RETRAITE DES FEMMES

Les femmes arrivent à la retraite avec toute une série de désavantages comparativement aux hommes. Moins préparées, plus anxieuses et ayant reçu une rémunération nettement inférieure durant leur carrière, elles se retrouvent avec un revenu de retraite bien plus modeste. Comment les régimes de retraite d’employeurs peuvent-ils contribuer à réduire l’écart et apporter davantage de sérénité aux travailleuses ?

Cela fait près d’un demi-siècle que la tendance se maintient, et ce n’est pas une bonne nouvelle pour les femmes. Leur revenu de retraite plafonne à environ 70 % de celui des hommes depuis la fin des années 1970, selon des données de Statistique Canada et d’Études économiques Desjardins.

Cette différence résulte notamment de l’écart salarial entre les sexes, qui s’établit à 17 % au Canada, ce qui est beaucoup plus élevé que la moyenne de l’OCDE (12 %).

« Le système de retraite reproduit les inégalités présentes sur le marché du travail. Comme les hommes ont généralement de meilleurs revenus et une carrière plus continue, ils peuvent épargner des montants plus importants et sur une plus longue période. Cela explique pourquoi les hommes bénéficient de meilleures retraites », explique Riel Michaud- Beaudry, professionnel de recherche à l’Observatoire de la retraite.

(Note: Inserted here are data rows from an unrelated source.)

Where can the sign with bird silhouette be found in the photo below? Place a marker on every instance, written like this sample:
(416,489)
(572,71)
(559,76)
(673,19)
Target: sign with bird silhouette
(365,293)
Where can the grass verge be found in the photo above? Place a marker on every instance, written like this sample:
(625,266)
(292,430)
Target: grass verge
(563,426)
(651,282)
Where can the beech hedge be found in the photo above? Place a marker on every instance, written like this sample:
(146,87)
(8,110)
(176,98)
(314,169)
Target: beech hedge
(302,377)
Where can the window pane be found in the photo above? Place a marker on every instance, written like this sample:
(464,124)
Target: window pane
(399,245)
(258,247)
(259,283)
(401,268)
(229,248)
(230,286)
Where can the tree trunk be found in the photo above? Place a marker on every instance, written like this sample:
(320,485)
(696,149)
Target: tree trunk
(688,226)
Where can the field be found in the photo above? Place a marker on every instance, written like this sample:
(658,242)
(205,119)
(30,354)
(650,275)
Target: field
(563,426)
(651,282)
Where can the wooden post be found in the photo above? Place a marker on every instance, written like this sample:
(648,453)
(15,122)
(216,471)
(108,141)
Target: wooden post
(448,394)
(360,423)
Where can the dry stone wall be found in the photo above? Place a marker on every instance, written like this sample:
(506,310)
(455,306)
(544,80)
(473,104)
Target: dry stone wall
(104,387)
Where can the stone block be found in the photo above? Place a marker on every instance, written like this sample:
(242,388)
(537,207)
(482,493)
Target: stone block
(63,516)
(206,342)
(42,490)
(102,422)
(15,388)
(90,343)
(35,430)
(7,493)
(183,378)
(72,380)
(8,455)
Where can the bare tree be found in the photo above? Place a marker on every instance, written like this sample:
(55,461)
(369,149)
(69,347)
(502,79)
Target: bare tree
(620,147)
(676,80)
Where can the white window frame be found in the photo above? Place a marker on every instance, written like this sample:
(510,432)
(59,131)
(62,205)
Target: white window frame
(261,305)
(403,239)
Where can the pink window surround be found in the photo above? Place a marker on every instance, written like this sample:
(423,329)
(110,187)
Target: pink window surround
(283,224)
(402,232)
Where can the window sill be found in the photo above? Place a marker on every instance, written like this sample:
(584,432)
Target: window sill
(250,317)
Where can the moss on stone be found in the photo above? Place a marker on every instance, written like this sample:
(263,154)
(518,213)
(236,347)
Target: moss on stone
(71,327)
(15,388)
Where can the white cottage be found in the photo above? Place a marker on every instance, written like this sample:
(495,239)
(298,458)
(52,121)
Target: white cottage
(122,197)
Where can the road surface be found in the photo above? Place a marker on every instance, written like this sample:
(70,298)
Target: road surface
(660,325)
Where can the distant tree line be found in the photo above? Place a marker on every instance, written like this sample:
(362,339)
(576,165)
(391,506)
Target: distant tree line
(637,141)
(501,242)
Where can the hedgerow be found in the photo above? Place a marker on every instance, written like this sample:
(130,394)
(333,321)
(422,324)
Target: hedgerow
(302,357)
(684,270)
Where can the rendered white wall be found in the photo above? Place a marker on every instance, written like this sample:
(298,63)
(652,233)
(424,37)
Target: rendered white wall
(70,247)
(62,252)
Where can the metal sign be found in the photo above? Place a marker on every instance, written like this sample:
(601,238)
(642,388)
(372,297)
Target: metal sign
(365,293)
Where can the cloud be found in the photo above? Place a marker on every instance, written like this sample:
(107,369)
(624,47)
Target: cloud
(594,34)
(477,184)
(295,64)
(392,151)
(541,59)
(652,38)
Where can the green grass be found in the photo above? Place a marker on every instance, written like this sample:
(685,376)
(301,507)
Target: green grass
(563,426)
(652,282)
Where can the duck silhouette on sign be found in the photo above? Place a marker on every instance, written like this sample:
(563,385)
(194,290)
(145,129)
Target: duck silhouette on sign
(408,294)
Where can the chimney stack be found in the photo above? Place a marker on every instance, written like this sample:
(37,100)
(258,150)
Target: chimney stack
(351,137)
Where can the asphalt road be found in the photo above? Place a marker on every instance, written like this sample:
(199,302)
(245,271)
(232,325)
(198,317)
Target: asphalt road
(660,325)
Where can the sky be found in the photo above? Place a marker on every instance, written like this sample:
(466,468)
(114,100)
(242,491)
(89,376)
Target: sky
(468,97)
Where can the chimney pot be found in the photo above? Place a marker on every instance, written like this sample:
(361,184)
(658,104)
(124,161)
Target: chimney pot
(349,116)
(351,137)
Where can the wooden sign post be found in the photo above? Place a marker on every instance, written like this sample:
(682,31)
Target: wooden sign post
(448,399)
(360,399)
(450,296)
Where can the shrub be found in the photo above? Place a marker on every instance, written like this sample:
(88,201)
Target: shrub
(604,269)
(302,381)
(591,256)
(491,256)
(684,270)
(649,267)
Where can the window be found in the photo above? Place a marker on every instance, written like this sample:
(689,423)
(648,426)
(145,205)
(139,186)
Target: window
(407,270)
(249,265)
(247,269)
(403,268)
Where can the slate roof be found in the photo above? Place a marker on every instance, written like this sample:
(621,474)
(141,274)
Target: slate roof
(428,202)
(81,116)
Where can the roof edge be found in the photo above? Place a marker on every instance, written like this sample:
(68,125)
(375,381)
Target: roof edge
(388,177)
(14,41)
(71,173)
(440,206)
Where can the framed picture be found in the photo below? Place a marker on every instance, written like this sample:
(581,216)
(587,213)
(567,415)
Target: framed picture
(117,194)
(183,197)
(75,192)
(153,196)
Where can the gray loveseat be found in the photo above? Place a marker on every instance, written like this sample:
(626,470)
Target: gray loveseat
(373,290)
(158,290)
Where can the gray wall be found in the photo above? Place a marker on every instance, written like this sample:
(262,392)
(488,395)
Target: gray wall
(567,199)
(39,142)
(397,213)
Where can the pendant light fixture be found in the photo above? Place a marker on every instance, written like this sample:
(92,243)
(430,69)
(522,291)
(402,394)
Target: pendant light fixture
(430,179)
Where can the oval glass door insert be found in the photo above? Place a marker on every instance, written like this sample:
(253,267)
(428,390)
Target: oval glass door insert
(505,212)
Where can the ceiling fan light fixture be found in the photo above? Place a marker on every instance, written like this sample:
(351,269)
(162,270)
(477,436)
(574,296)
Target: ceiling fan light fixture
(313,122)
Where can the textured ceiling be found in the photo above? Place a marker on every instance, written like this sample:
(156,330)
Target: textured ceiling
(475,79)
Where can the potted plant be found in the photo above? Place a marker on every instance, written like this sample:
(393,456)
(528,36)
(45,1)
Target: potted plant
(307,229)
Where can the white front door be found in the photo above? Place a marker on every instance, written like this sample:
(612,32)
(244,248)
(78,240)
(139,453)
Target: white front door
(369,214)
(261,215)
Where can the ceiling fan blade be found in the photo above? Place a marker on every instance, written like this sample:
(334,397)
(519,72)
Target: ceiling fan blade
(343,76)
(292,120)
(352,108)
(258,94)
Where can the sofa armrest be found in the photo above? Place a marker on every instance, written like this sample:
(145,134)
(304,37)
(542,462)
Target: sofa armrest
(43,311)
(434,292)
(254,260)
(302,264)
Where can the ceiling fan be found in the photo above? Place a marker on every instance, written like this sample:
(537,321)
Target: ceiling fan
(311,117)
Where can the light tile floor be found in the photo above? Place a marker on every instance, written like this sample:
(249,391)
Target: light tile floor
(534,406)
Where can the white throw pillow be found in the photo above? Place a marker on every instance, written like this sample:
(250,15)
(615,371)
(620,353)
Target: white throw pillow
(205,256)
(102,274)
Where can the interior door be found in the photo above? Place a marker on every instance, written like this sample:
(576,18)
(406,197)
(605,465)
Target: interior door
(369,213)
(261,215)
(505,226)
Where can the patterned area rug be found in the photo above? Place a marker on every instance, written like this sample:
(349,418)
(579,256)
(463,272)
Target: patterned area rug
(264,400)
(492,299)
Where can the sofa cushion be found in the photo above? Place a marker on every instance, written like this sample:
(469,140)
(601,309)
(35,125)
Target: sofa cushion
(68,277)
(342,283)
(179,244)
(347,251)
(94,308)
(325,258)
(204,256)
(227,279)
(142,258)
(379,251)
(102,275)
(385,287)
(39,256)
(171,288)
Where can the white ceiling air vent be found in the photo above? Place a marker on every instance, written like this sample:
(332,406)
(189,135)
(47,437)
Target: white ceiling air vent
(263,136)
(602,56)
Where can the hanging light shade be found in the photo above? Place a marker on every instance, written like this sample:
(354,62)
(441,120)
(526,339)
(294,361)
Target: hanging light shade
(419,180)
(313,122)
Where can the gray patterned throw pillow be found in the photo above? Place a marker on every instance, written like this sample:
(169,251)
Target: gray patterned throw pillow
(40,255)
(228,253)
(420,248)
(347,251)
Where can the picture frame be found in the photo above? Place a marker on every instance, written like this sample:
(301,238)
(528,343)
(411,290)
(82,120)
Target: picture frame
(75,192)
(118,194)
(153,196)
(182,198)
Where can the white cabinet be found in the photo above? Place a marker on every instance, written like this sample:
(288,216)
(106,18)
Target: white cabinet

Ces inégalités contraignent les femmes à vivre avec moins de ressources financières à la retraite, au point qu’à partir de l’âge de 65 ans, elles sont plus susceptibles que les hommes, à 6,3 % et 5,6 % respectivement en 2022, d’être considérées comme des personnes à faible revenu, selon Statistique Canada. Il est à noter que cet écart se creuse surtout à partir de l’âge de 65 ans, puisque les chiffres demeurent quasiment identiques entre les deux sexes pour les tranches d’âge de 18 à 64 ans.

Les femmes sont bien conscientes des inégalités qu’elles subissent. Sept Québécoises sur dix (69 %) redoutent de manquer de revenus à la retraite, soit un pourcentage nettement plus élevé que celui des hommes (56 %), selon un sondage réalisé pour la Chambre de la sécurité financière et ÉducÉpargne. Elles sont aussi plus nombreuses (21 %) à indiquer que leurs revenus d’emplois ont été insuffisants pour épargner par rapport aux hommes (16 %), avec une différence notable dans la tranche de revenu de 50 000 $ à 74 999 $ (22 % pour les femmes contre 13 % pour les hommes).

Les régimes de retraite ont un rôle à jouer pour réduire l’écart de revenu à la retraite, en agissant sur différents paramètres. Or, le temps passé au travail constitue un des principaux facteurs d’inégalité, que ce soit en raison d’interruptions de carrière ou de temps partiel.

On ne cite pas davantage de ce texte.